The incidence of multiple myeloma is 2 to 4/100,000. Male:female ratio is 1.6:1, and the median age is about 65 yr. Prevalence in blacks is twice that in whites. Etiology is unknown, although chromosomal and genetic factors, radiation, and chemicals have been suggested.
Pathophysiology
The M-protein produced by the malignant plasma cells is IgG in about 55% of myeloma patients and IgA in about 20%; of patients producing either IgG or IgA, 40% also have Bence Jones proteinuria, which is free monoclonal κ or λ light chains in the urine. In 15 to 20% of patients, plasma cells secrete only Bence Jones protein. IgD myeloma accounts for about 1% of cases.

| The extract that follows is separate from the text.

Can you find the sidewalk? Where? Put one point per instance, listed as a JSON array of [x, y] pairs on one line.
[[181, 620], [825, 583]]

Diffuse osteoporosis or discrete osteolytic lesions develop, usually in the pelvis, spine, ribs, and skull. Lesions are caused by bone replacement by expanding plasmacytomas or by cytokines that are secreted by malignant plasma cells that activate osteoclasts and suppress osteoblasts. The osteolytic lesions are usually multiple; occasionally, they are solitary intramedullary masses. Enhanced bone loss may also lead to hypercalcemia. Extraosseous solitary plasmacytomas are unusual but may occur in any tissue, especially in the upper respiratory tract.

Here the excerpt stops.